How to split an nn.Sequential VGG network over multiple GPUs?


#1

This function is supposed to take an nn.Sequential network and put different layers on different GPUs, depending on a user specified “strategy”:

import argparse
parser = argparse.ArgumentParser()
parser.add_argument("-multigpu_strategy", default='4,9,14')
params = parser.parse_args()

def setup_multi_gpu(net):
    gpu_splits = params.multigpu_strategy.split(',')
    gpu = 0
    new_net = nn.Sequential()
    for i, layer in enumerate(net):
        if i == 0:
           new_layer = layer.cuda(0)
        else: 
           if i in gpu_splits:
               gpu+=1
           new_layer = layer.cuda(gpu)
        new_net.add_module(str(i), new_layer)
    return new_net.cuda()

Though the above function doesn’t seem to work. The first GPU has the same amount of usage regardless of the “strategy”, and the other GPUs only have a few hundred MiB of GPU usage.

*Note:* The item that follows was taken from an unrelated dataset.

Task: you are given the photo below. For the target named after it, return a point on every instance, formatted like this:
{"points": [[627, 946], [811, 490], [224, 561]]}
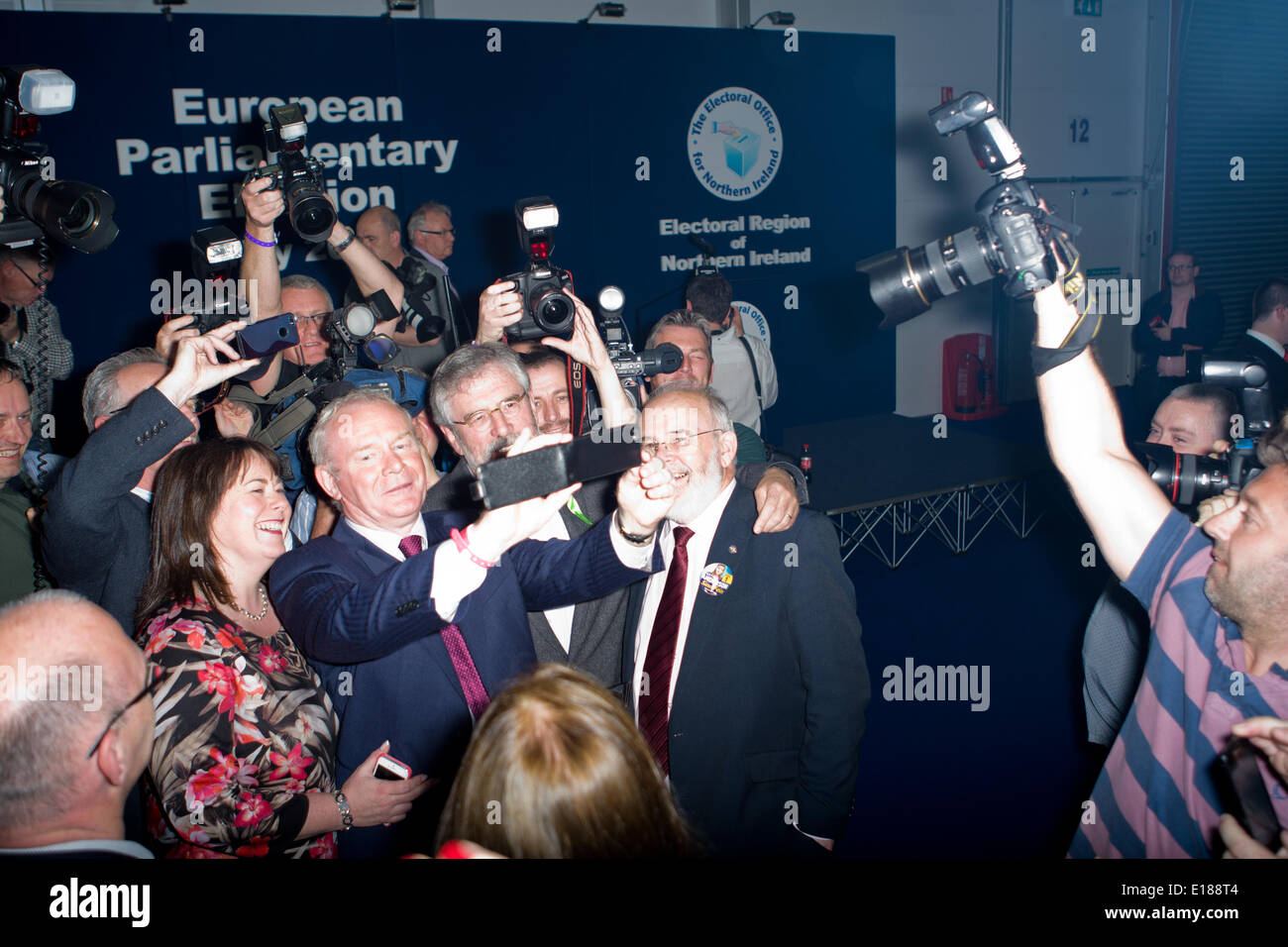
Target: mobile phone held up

The function is meant for conv nets. I did try using nn.DataParallel, but that didn’t seem to work, which is why I tried to create a solution with the function above. My input has a batch size of 1, and I can’t seem to do net(input) after doing net = nn.DataParallel(net).

What am I doing wrong here?

Edit:

The batch size should be larger than the number of GPUs used.

Source: https://pytorch.org/docs/master/nn.html?highlight=dataparallel#torch.nn.DataParallel

So I can’t use DataParallel because my code uses a batch size of 1.


#2

Using this:

def setup_multi_gpu(net):
    gpu_splits = params.multigpu_strategy.split(',')
    gpu = 0
    new_net = nn.Sequential()
    new_net.cuda() 
    for i, layer in enumerate(net):
        if i == 0:
           new_layer = layer.cuda(gpu)
        else: 
           if i in gpu_splits:
               gpu+=1
           new_layer = layer.cuda(1)
        new_net.add_module(str(i), new_layer)

    return new_net

Results in:

    net(input)
  File "/usr/local/lib/python2.7/dist-packages/torch/nn/modules/module.py", line 491, in __call__
    result = self.forward(*input, **kwargs)
  File "/usr/local/lib/python2.7/dist-packages/torch/nn/modules/container.py", line 91, in forward
    input = module(input)
  File "/usr/local/lib/python2.7/dist-packages/torch/nn/modules/module.py", line 491, in __call__
    result = self.forward(*input, **kwargs)
  File "/usr/local/lib/python2.7/dist-packages/torch/nn/modules/conv.py", line 301, in forward
    self.padding, self.dilation, self.groups)
RuntimeError: Expected tensor for argument #1 'input' to have the same device as tensor for argument #2 'weight'; but device 0 does not equal 1 (while checking arguments for cudnn_convolution)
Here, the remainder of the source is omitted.